Kedua, Karakter Profetik. Berbicara mengenai karakter dalam kerangka etis dan miliki personal meng-objek-kan karakter substantif yang mengarah pada sosok manusia, tokoh yang  menjadi tauladan untuk di jadikan model karakter yang hendak di capai. Karakter profetik ini penting sebagai ruh yang membentengi pendidikan dengan berbagai ekses-ekses negatif yang datang dari derasnya arus globalisasi di era modernitas ini. Melihat fenomena dunia sekarang, Max Weber (1958) dalam sebuah tesisnya mengatakan bahwa kita hidup di alam yang ditandai oleh rasionalisasi dan intelektualiasi, dan terutama ditandai oleh kekecewaan dunia. Dunia tidak lagi menjadi fenomena keramat, kehidupan bukan lagi merupakan misteri yang tidak dapat di duga. Nasib manusia tidak lagi ditangan manusia super. Agama yang di suatu waktu bersekongkol dengan kemajuan manusia tidak diperlukan lagi. Protestantisme mempermudah perkembangan kapitalisme, tapi kini protestantisme jaya berdasarkan pada landasan bersifat mekanik dan tidak lagi memerlukan dukungan agama. Betapa weber melihat kenyataan hidup sudah makin jauh dari nilai kemanusiaan, landasan moral transendental bukan satu-satunya kepulangan yang menjanjikan kedamaian. Ini karena semakin jauh jarak manusia dengan nilai-nilai sakral-religius. Pertanyaanya adalah, siapa yang akan  mengembangkan  iklim yang sudah mengalami distorsi pada sebuah iklim  yang mempunyai landasan nilai etik dan moral-transendental, sehingga kehidupan kembali menampakan wajah aslinya, yaitu wajah kemanusiaan. Karena westernisasai telah merambah ke sendi pendidikan sampai tingkat perguruan tinggi. Kekhawatiran ini disampaikan oleh Cary Nelson bahwa bahaya-bahaya atas universitas abad 21 yaitu 1) adanya korporatisasi/neoliberalisme pendidikan, 2) intrumentalisme: pendidikan termasuk pendidikan tinggi tidak memiliki idealisme, tapi hanya menjadi instrumen untuk mencari keuntungan, dan  3). ancaman neoliberalisme terhadap disiplin akademik.

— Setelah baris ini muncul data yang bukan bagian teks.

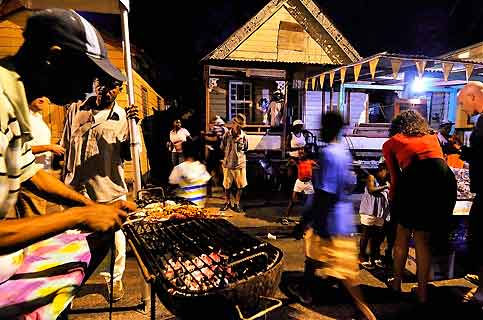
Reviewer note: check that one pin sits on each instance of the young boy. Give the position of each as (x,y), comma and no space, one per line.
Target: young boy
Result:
(374,212)
(191,176)
(303,184)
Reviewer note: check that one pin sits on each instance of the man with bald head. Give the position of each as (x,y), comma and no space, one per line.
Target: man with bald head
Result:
(470,101)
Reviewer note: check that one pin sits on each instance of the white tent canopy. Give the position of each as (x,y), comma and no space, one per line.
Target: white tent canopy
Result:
(111,7)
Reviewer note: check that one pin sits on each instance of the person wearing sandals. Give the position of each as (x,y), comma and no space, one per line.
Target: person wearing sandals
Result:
(374,212)
(234,145)
(419,176)
(470,101)
(303,184)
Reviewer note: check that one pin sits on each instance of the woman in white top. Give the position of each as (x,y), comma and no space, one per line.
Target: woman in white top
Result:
(295,142)
(176,137)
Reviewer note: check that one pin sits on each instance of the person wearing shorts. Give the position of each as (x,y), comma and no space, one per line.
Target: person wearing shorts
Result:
(234,145)
(303,184)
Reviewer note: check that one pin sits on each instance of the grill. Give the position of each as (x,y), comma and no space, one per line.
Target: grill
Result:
(206,268)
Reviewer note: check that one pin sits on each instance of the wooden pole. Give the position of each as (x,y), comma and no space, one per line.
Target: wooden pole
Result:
(206,76)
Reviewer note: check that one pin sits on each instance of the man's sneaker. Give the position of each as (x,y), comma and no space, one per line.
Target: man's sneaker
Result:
(368,265)
(225,207)
(118,291)
(473,278)
(379,263)
(297,291)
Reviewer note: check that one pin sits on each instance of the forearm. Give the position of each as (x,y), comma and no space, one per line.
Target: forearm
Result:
(55,190)
(18,234)
(40,149)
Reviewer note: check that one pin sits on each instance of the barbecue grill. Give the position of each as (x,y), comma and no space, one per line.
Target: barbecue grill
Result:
(206,268)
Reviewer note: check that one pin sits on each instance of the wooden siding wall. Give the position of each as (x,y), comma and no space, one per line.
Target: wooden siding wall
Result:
(218,101)
(262,45)
(10,40)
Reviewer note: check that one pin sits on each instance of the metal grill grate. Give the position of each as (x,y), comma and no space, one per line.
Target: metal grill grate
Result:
(198,255)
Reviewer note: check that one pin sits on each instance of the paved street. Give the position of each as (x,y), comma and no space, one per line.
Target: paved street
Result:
(331,304)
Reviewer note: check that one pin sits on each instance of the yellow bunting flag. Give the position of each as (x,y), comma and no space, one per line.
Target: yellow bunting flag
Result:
(357,71)
(469,70)
(372,67)
(447,67)
(420,65)
(321,81)
(396,65)
(343,70)
(331,78)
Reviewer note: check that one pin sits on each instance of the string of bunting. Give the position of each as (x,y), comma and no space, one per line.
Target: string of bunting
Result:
(396,64)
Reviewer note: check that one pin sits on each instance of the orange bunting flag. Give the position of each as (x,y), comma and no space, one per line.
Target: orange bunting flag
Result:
(357,71)
(321,81)
(343,70)
(447,67)
(372,67)
(331,78)
(396,65)
(420,65)
(469,70)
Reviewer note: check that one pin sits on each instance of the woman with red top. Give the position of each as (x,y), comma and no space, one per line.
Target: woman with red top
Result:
(422,192)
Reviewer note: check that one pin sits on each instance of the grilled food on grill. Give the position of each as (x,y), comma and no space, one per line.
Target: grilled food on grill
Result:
(169,210)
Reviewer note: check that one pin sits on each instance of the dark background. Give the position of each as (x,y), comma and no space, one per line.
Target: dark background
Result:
(176,35)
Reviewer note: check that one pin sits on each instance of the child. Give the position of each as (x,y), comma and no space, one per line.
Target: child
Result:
(303,184)
(191,176)
(374,211)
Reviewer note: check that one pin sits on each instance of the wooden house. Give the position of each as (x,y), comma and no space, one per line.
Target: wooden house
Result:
(13,17)
(283,43)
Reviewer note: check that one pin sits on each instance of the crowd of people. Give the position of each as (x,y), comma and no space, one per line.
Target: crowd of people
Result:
(49,256)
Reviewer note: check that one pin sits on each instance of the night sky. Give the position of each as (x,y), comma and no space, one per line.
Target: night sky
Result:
(178,34)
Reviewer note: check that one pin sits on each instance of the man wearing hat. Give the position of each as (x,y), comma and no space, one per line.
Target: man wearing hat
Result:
(42,265)
(234,145)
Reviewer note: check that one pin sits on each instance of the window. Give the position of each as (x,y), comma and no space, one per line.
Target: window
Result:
(160,104)
(144,99)
(240,99)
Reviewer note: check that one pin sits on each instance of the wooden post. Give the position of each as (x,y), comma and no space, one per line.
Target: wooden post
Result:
(206,76)
(331,96)
(323,102)
(285,125)
(348,108)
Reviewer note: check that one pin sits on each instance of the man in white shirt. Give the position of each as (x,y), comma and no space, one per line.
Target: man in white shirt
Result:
(176,137)
(29,204)
(42,148)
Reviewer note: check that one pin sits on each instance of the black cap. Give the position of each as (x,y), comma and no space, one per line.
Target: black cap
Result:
(69,29)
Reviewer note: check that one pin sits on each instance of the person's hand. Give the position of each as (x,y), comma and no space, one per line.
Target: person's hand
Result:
(133,113)
(56,149)
(124,205)
(102,217)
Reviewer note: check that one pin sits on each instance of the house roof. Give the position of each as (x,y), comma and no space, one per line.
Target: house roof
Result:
(309,16)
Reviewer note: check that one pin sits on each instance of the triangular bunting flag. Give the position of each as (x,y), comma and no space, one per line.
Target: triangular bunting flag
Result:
(469,70)
(321,81)
(420,65)
(372,67)
(396,65)
(357,71)
(447,67)
(331,78)
(343,70)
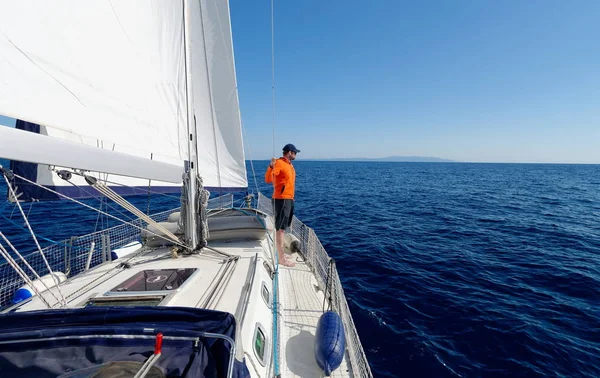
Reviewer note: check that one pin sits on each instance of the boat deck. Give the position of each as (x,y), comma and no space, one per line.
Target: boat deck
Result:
(302,305)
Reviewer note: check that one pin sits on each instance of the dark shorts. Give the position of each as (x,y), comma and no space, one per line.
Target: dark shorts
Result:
(284,212)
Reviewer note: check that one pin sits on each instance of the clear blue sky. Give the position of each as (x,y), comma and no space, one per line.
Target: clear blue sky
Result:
(498,81)
(493,81)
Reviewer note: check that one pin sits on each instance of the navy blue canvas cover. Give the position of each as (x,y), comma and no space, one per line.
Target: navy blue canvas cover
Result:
(51,343)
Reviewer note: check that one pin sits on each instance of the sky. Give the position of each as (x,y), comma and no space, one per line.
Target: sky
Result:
(481,81)
(475,81)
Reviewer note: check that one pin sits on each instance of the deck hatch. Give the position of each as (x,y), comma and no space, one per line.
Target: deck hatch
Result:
(155,280)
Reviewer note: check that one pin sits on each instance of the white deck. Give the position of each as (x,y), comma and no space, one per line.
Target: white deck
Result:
(302,303)
(300,300)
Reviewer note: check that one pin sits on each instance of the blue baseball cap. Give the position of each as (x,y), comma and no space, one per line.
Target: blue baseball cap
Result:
(290,147)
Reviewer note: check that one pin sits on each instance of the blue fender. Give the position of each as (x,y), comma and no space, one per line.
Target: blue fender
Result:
(330,342)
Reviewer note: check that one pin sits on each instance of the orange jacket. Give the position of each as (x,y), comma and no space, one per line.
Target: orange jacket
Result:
(284,175)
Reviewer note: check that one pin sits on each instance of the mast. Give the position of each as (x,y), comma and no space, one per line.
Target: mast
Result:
(191,235)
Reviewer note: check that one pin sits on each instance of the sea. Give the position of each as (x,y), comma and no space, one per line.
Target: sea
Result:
(450,269)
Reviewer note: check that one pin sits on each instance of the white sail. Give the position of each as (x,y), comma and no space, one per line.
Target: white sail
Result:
(76,155)
(111,71)
(112,75)
(221,159)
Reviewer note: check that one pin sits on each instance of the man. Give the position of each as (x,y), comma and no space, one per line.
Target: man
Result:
(282,174)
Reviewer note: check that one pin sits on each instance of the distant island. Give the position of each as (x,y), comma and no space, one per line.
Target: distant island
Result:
(413,159)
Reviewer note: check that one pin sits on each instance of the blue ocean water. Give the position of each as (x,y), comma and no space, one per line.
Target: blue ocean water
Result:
(450,269)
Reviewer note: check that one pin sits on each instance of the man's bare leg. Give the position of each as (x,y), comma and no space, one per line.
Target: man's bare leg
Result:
(283,260)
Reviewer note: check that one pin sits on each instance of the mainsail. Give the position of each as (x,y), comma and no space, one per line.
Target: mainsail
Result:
(112,76)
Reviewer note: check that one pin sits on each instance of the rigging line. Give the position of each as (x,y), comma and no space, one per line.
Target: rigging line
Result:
(273,72)
(4,253)
(250,155)
(127,205)
(149,195)
(102,200)
(131,187)
(104,213)
(276,257)
(10,188)
(35,273)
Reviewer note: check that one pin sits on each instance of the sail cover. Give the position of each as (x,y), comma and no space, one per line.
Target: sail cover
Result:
(97,341)
(112,75)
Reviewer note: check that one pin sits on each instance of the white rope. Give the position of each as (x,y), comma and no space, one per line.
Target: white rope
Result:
(56,282)
(94,209)
(273,71)
(250,156)
(108,192)
(35,273)
(21,273)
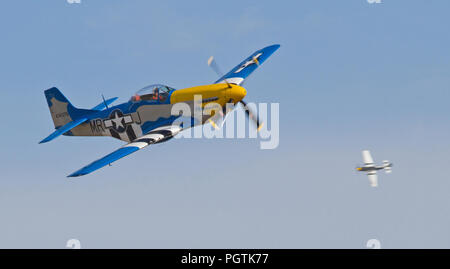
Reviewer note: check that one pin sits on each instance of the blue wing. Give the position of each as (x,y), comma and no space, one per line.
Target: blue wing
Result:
(61,130)
(155,136)
(238,74)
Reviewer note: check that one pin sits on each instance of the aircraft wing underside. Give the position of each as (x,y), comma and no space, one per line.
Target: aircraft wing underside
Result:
(155,136)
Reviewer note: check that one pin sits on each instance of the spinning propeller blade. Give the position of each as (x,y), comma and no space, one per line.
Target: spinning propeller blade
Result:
(214,66)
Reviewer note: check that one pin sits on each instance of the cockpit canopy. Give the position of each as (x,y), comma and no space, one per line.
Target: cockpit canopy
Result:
(156,92)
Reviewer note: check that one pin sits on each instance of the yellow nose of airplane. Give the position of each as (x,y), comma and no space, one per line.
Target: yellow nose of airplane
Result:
(237,93)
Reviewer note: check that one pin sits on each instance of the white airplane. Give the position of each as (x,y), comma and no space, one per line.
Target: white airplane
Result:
(371,169)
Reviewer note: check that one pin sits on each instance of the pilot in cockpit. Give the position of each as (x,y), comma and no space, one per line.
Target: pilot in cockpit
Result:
(155,95)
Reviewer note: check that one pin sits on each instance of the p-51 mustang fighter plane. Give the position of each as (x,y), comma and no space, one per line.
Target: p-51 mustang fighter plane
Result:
(146,118)
(371,168)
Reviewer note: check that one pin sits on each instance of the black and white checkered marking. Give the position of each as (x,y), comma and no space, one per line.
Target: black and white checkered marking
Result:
(154,136)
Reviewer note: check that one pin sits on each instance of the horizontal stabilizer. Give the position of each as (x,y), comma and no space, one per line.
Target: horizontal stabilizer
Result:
(238,74)
(157,135)
(104,104)
(63,129)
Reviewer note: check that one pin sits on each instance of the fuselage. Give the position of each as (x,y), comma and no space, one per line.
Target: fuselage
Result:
(368,168)
(138,116)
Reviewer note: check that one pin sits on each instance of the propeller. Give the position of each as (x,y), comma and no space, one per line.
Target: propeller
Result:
(252,116)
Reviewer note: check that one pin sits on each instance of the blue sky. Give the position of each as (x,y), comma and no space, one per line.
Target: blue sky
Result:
(349,76)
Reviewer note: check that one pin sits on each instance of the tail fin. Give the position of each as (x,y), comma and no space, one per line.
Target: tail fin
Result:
(238,74)
(387,167)
(61,109)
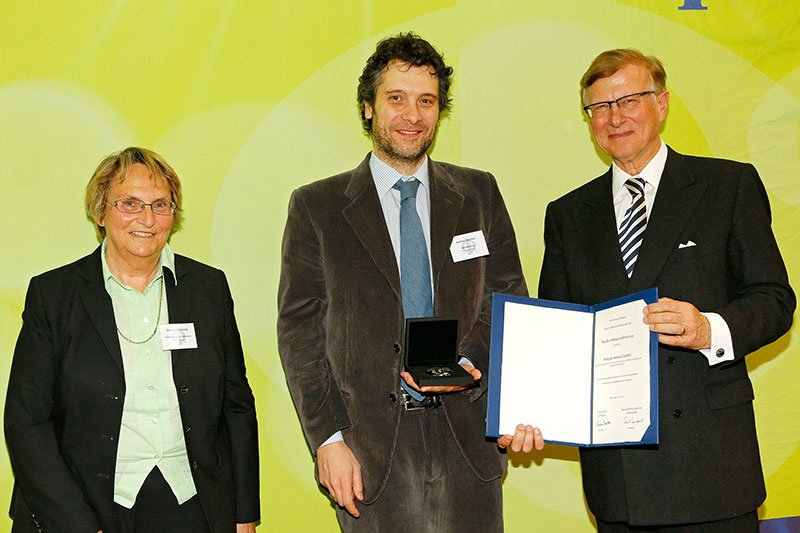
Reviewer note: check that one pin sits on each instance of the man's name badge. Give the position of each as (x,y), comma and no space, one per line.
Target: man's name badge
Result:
(468,246)
(177,336)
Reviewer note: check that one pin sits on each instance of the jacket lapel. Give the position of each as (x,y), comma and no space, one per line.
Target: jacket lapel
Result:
(446,204)
(365,217)
(677,197)
(98,306)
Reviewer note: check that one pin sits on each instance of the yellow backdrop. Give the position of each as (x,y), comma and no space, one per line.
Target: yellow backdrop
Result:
(250,99)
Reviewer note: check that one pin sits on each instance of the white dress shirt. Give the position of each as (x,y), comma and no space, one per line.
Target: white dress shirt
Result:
(721,341)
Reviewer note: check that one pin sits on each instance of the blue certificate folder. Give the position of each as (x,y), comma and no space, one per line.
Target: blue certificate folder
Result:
(585,375)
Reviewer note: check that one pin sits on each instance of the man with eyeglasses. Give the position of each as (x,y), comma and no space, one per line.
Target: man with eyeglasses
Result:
(699,230)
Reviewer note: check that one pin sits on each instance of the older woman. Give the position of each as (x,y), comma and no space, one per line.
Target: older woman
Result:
(128,407)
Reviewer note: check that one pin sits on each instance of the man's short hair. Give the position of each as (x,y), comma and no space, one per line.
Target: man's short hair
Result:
(610,61)
(114,169)
(406,48)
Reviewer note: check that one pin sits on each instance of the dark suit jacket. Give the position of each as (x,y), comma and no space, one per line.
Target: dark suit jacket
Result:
(707,465)
(66,390)
(340,325)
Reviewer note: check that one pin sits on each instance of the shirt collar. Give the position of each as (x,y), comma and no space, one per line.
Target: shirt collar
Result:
(385,176)
(651,172)
(167,259)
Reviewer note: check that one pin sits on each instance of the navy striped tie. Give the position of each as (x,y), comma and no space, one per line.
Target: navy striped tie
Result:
(633,224)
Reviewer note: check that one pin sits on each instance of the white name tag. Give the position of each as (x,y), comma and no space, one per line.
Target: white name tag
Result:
(468,246)
(177,336)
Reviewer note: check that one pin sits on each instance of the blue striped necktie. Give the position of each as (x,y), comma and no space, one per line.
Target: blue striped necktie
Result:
(631,231)
(415,269)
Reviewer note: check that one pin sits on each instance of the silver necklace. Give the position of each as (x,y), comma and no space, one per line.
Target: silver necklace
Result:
(158,318)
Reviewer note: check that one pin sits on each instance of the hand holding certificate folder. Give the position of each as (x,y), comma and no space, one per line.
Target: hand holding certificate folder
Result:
(585,375)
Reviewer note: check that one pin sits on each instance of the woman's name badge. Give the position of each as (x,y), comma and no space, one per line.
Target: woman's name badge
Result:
(468,246)
(177,336)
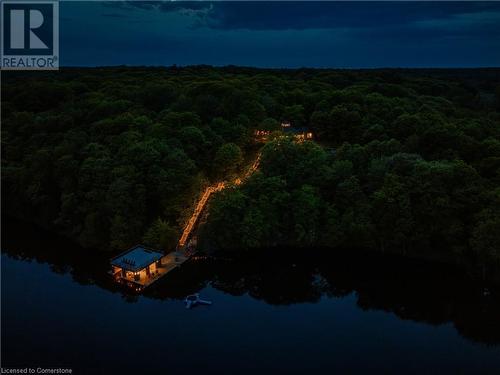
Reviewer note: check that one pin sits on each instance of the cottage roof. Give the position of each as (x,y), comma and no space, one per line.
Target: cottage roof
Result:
(136,258)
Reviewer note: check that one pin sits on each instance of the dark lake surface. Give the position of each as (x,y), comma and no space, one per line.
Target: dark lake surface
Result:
(289,313)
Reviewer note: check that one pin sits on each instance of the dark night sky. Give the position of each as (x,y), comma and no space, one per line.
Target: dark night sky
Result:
(281,34)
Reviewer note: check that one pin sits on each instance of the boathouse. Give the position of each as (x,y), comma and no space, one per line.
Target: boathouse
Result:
(138,267)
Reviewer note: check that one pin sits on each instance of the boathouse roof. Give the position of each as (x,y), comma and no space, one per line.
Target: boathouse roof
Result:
(136,258)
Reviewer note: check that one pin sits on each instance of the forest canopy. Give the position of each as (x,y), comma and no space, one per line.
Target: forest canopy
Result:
(403,160)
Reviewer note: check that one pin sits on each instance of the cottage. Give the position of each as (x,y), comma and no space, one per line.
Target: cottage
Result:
(301,134)
(138,267)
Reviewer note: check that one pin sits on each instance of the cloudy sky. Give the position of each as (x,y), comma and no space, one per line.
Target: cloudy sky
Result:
(281,34)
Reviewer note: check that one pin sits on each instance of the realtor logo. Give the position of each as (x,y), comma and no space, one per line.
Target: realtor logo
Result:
(30,35)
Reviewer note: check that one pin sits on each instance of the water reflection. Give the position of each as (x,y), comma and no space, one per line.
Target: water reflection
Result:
(410,289)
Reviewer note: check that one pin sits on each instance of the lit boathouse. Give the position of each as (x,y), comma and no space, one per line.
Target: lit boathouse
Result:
(139,266)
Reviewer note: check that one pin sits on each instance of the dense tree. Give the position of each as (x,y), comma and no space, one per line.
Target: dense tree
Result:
(405,161)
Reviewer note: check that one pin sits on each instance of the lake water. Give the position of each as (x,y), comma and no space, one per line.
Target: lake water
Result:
(290,313)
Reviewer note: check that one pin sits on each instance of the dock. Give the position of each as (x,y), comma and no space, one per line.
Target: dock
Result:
(139,267)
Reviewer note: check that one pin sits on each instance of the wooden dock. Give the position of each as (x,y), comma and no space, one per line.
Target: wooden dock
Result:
(141,277)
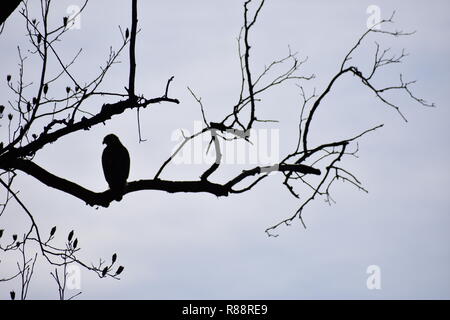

Kekhawatiran Cary Nelson ini sudah terjadi di bangsa kita dengan bukti empiris di lapangan yang menjadi produk pendidikan siap kerja tapi lemah softskill. Pandangan perguruan tinggi terhadap lulusan yang “high competence” adalah lulusan dengan IPK tinggi dan lulus dalam waktu yang cepat (<4 tahun). Sedangkan dunia industri menyatakan bahwa yang di maksud dengan lulusan yang “high competence” yaitu mereka yang memiliki kemampuan dalam aspek teknis dan sikap yang baik. (Illah Sailah, 2008). Oleh karena itu, prilaku baik seseorang yang salah satunya memiliki kecerdasan emosional, memiliki peran dominan dalam menentukan kesuksesan hidup seseorang. Hal ini sesuai dengan pendapat Daniel Goleman tentang keberhasilan seseorang bahwa, ternyata 80 persen dipengaruhi oleh kecerdasan emosi, dan hanya 20 persen ditentukan oleh kecerdasan otak (IQ). Sarjana yang lahir di era reformasi sekarang ini umumnya lebih pragmatis dan mengalami “kekosongan intelektualitas”. Mereka menjadi apatis terhadap kondisi masyarakat dan mengalami kegagapan ketika berbicara topik yang lebih luas. Tanpa adanya keterampilan sosial, bekal hard skill dan soft skill, mereka hanya menjadi insan yang robotik.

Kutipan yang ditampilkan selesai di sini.